In a rare move, the United States Treasury has officially labeled China as a currency manipulator, a move that could have unforeseen impacts on global markets.
The U.S. Treasury Department officially labeled China a currency manipulator on Monday after Beijing pushed down the value of its yuan in a dramatic escalation of the trade war between the world’s two biggest economies.
The formal classification– the very first since President Expense Clinton’s administration in 1994– sent markets into a tailspin after breaching key psychological resistance points. The yuan fell to 7 versus the dollar earlier in the session for the first time given that 2008.
The drop caught markets off-guard as China’s central bank typically sets the exchange rate each morning and allows the yuan to change by only 2% against the dollar during the day. The bank can buy or sell currency– or order commercial banks to do so– to dampen cost movements.
U.S. Treasury Secretary Steven Mnuchin made the determination acting “under the auspices of President Trump,” the department said. Mnuchin will now “engage with the International Monetary Fund to eliminate the unfair competitive advantage created by China’s latest actions,” it added.
Trump took to Twitter to denounce China’s move as “currency manipulation,” adding “This is a major violation which will greatly weaken China over time.”
Markets reel on currency manipulator designation
Though trade tensions had already driven stocks lower Monday before the Treasury’s designation, the new offensive hit markets especially hard.
Both the Dow Jones Industrial Average and the broader S&P 500 fell around 3 percent, extending losses from last week. However, the biggest losers were technology companies with significant exposure to China.
Shares of Alphabet, Amazon, Apple, Facebook, Microsoft, Netflix, and Twitter were all down for the day. The most significant tech stocks, Microsoft, Amazon, Apple, Facebook and Alphabet, lost a combined $162 billion in market capitalization.

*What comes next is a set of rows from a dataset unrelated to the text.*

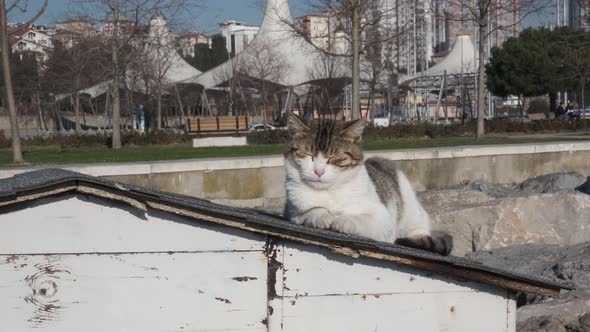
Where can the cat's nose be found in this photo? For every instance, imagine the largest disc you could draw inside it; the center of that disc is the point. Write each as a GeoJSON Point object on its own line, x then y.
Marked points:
{"type": "Point", "coordinates": [319, 172]}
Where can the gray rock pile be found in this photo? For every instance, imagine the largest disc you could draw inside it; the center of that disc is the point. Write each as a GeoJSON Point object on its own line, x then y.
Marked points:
{"type": "Point", "coordinates": [539, 227]}
{"type": "Point", "coordinates": [569, 264]}
{"type": "Point", "coordinates": [551, 209]}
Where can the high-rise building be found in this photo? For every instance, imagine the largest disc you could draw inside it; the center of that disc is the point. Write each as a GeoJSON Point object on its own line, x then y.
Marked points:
{"type": "Point", "coordinates": [237, 35]}
{"type": "Point", "coordinates": [187, 42]}
{"type": "Point", "coordinates": [579, 14]}
{"type": "Point", "coordinates": [321, 29]}
{"type": "Point", "coordinates": [422, 30]}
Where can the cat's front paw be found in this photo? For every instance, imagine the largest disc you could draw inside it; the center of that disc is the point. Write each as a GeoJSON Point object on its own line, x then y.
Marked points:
{"type": "Point", "coordinates": [344, 224]}
{"type": "Point", "coordinates": [317, 218]}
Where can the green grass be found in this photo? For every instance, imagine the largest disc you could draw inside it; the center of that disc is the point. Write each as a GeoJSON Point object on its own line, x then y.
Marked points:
{"type": "Point", "coordinates": [55, 155]}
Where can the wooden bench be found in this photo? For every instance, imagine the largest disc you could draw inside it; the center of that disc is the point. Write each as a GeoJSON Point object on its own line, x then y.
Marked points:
{"type": "Point", "coordinates": [217, 125]}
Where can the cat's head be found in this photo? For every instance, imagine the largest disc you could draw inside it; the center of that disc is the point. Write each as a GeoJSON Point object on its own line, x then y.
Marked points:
{"type": "Point", "coordinates": [324, 152]}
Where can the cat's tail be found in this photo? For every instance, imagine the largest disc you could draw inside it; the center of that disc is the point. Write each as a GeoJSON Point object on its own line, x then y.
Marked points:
{"type": "Point", "coordinates": [438, 242]}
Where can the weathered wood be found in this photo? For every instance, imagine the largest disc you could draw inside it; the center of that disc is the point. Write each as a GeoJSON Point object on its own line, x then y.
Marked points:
{"type": "Point", "coordinates": [339, 293]}
{"type": "Point", "coordinates": [88, 225]}
{"type": "Point", "coordinates": [427, 312]}
{"type": "Point", "coordinates": [134, 292]}
{"type": "Point", "coordinates": [313, 271]}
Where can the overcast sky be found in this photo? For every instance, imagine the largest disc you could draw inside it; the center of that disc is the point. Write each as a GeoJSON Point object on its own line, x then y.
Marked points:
{"type": "Point", "coordinates": [205, 15]}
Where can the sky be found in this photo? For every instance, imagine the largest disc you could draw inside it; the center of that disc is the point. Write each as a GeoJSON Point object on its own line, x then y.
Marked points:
{"type": "Point", "coordinates": [205, 15]}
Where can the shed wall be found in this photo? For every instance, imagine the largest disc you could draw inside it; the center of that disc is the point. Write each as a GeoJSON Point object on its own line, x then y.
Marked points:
{"type": "Point", "coordinates": [75, 262]}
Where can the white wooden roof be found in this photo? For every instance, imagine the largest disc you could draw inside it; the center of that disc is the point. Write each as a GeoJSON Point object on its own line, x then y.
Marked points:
{"type": "Point", "coordinates": [276, 31]}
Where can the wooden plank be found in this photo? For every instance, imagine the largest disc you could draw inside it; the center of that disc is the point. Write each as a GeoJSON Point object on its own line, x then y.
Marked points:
{"type": "Point", "coordinates": [134, 292]}
{"type": "Point", "coordinates": [423, 312]}
{"type": "Point", "coordinates": [318, 271]}
{"type": "Point", "coordinates": [78, 224]}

Stocks also felt the pinch from the danger that President Trump would follow through on his threat to enforce new tariffs on products from China beginning September 1, 2019. Those tariffs are anticipated to take a bite out of every-day durable goods and services, which would also hit tech companies.
Few sectors were left unscathed. Major exporters such as building and construction equipment maker Caterpillar and plane maker Boeing fell 2.5%. Even Nike and Macy’s both saw their particular share prices visit around 3% each.